This project forecasts customer churn for a banking institution using multiple machine learning models and advanced analytics. The goal is to identify at-risk customers and inform data-driven retention strategies.
Project Overview
This end-to-end analytics solution combines business understanding with technical rigor. Classification algorithms—including Logistic Regression, Random Forest, XGBoost, LightGBM, CatBoost, and Neural Networks—were evaluated using a real-world dataset. The analysis addresses data imbalance with SMOTE, and applies feature engineering and selection to improve predictive power.
Business Insights
Why churn matters: Customer churn represents lost revenue and increased acquisition costs. Proactively identifying churn drivers helps optimize retention actions.
Key findings: German customers show the highest churn risk (as revealed by Chi-Square analysis), while gender is a significant demographic predictor.

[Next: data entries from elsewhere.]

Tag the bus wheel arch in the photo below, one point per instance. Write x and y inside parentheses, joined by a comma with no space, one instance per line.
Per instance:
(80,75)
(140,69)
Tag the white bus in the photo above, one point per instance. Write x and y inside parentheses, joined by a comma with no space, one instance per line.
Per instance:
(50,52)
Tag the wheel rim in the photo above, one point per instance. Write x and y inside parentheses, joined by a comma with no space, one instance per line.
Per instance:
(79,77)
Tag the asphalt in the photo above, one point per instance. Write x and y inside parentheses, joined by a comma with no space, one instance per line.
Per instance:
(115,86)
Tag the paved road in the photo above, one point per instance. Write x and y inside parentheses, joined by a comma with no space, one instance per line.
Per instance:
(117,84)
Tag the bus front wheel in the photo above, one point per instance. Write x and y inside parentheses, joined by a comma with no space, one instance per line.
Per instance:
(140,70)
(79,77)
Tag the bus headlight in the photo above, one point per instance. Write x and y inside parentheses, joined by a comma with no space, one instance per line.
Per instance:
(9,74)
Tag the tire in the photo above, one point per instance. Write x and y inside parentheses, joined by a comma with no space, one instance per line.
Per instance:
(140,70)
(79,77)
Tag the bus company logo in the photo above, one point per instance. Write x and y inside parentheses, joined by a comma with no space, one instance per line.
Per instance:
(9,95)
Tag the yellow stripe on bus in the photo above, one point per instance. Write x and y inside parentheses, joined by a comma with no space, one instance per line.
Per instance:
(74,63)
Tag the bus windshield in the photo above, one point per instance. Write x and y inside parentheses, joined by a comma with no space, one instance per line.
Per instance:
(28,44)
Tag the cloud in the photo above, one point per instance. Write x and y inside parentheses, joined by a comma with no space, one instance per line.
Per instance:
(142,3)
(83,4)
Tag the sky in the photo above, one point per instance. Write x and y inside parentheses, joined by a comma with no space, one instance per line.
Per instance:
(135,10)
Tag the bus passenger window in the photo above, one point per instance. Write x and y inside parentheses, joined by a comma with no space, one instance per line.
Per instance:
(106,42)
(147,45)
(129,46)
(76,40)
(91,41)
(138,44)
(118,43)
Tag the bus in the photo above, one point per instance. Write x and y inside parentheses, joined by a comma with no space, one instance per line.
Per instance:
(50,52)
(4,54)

Feature: geography_Germany, Chi2 Score: 5809.742503899883
Feature: Gender, Chi2 Score: 1997.6138770920807
Recommendations: Launch Germany-specific retention initiatives, and design gender-targeted offerings to boost loyalty.
Analytical Approach
Data cleaning and categorical encoding
First, the dataset was carefully examined for irrelevant or potentially misleading information. Key columns like customer ID and surname were removed to prevent leakage. The dataset also contained several categorical variables like Gender and Geography, which required encoding. Binary encoding was applied to Gender, and one-hot encoding to Geography for France, Germany, and Spain. Numerical features were scaled using robust and standard scalers to mitigate outliers’ effect and normalize the data.
df.drop(['CustomerId','Surname'], axis=1, inplace=True)
df = pd.get_dummies(df, columns=['Geography'], drop_first=True)
df['Gender'] = df['Gender'].map({'Male': 0, 'Female': 1})
Addressing class imbalance
Bank churn is a classic imbalanced classification problem where customers who leave are fewer in number.

To address this, SMOTE (Synthetic Minority Oversampling Technique) was used to generate synthetic examples of the minority class, balancing the dataset and boosting model sensitivity to churners.
from imblearn.over_sampling import SMOTE
smote = SMOTE(random_state=42)
X_res, y_res = smote.fit_resample(X, y)
Feature engineering and selection
We used statistical tests like Chi-Square to understand feature importance, particularly focusing on categorical features. Geography and Gender emerged as strong churn predictors. These insights guided the feature selection process to optimize model performance.
Output Example for Chi2 Scores:
Geography_Germany: 5809.74
Gender: 1997.61
Geography_France: 1211.56
Geography_Spain: 337.37
Model building and evaluation
Multiple classification algorithms—Logistic Regression, Random Forest, XGBoost, LightGBM, CatBoost, and Neural Networks—were systematically trained and evaluated. Performance was compared across accuracy, F1-score, and ROC-AUC to identify the best performer. LightGBM showed the highest balanced metrics with 86.18% accuracy and 88.83% ROC-AUC, followed closely by CatBoost and XGBoost.
| Model | Accuracy | F1-Score | ROC-AUC |
| LighGBM | 86.18% | 65.76% | 88.83% |
| CatBoost | 86.48% | 64.81% | 88.80% |
| XGBoost | 85.86% | 65.45% | 88.56% |
| Random Forest | 84.52% | 63.30% | 86.97% |
| Neural Network | 82.13% | 63.64% | 87.48% |
| Logistic Regression | 75.55% | 55.93% | 81.59% |